Salvador Luria (Nobel Prize 1968) said of her (31.5.1967): “She is well known and well appreciated for her contributions to molecular genetics and in fact one may say that she has exerted significant leadership in this field. Her more important contributions were those related to the analysis of deletion mutants of bacteriophage λ, which lead to one of the proofs of the physical basis of genetic recombination at the molecular level. […] She was responsible for training in bacteriophage research some of the best European geneticists.”In 2009, on the occasion of the 450th anniversary of the University of Geneva's founding, Grete was honored in the exhibition “Faces à Faces,” a project conceived and organized by Brigitte Mantilleri (Director of the University's Equal Opportunity Office) in close collaboration with Juliette Labarthe, to commemorate the personalities who contributed to its fame.

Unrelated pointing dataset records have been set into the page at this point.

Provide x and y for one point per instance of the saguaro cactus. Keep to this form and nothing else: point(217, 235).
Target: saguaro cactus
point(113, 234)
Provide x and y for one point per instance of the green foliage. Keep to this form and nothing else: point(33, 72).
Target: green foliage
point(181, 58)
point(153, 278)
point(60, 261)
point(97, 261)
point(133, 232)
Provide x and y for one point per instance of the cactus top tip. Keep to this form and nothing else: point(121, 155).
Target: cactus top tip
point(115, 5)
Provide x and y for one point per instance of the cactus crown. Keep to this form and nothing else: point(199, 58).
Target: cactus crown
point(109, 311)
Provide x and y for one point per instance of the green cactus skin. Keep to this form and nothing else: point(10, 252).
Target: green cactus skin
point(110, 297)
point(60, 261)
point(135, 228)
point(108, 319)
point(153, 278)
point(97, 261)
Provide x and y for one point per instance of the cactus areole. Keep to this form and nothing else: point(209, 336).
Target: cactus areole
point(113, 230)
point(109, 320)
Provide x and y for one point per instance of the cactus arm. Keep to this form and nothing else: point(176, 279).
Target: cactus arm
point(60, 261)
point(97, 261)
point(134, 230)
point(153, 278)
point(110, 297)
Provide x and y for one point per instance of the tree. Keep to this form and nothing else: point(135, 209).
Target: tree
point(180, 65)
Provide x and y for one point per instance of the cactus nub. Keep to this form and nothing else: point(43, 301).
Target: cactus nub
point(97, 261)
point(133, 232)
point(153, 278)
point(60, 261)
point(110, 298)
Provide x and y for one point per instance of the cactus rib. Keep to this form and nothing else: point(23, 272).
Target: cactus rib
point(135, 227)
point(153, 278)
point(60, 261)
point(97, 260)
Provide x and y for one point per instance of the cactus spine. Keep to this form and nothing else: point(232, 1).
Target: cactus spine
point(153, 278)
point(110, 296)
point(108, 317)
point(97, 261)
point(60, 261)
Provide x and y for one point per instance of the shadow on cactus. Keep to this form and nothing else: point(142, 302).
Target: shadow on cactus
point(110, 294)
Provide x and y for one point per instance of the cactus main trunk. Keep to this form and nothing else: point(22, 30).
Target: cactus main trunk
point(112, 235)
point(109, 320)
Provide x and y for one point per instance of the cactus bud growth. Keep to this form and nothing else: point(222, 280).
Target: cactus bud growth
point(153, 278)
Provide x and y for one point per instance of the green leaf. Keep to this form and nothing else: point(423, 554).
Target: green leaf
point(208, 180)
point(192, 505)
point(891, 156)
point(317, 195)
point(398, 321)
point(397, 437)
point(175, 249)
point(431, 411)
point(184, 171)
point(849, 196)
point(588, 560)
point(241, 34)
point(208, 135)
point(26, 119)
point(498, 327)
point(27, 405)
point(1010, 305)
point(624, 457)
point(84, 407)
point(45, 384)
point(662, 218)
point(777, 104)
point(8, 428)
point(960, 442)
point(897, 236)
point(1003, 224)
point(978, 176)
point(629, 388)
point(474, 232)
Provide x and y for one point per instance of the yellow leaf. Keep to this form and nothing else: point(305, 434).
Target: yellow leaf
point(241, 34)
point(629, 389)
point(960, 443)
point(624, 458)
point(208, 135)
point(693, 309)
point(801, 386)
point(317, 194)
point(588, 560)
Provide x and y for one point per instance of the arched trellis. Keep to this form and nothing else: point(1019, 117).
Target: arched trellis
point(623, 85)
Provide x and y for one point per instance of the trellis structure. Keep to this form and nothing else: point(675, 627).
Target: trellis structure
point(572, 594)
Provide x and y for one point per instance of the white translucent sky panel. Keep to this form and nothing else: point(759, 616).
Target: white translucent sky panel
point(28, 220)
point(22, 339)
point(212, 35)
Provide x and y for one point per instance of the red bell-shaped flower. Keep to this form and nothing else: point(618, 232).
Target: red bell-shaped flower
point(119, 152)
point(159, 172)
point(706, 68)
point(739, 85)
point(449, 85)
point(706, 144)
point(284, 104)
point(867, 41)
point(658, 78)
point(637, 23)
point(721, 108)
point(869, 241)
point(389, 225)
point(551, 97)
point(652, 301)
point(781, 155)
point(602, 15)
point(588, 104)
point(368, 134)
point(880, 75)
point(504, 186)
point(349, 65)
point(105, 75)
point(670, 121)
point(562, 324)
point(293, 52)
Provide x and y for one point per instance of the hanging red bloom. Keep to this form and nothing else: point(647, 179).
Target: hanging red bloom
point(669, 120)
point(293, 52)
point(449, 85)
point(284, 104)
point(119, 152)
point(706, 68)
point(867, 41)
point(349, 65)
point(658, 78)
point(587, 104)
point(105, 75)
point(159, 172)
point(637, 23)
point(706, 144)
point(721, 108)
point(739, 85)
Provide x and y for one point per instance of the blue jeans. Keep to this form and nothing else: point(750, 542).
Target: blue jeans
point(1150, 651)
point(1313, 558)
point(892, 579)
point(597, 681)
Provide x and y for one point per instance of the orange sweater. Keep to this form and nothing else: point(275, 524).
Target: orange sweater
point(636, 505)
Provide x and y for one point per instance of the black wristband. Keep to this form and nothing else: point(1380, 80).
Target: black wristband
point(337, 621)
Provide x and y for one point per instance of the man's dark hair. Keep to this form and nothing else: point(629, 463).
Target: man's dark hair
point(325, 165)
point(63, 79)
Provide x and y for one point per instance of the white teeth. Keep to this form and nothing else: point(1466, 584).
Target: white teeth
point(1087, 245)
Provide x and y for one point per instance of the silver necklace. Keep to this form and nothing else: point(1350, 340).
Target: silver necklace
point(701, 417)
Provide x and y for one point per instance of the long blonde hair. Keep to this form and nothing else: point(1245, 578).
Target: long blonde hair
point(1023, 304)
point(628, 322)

The exhibition featured portraits on canvas by the Roger Pfund Workshop, that were placed in front of the windows of the University's Le Corbusier-inspired Uni-Dufour central administration building. Three canvases depicted Grete, as suggested by Pierre Spierer (former PhD student with Alfred Tissières, and later Professor, Dean of the Faculty of Sciences, and Vice-Rector of the University). In 2010 one of us (SC) suggested that the Department of Molecular Biology purchase one of Grete's canvases. That canvas now decorates the Department's seminar room in the building Sciences III, “face to face” with a canvas from the same exhibition depicting her former student and collaborator Werner Arber (Fig. 9): an artistic tribute to encourage women scientists of today and tomorrow!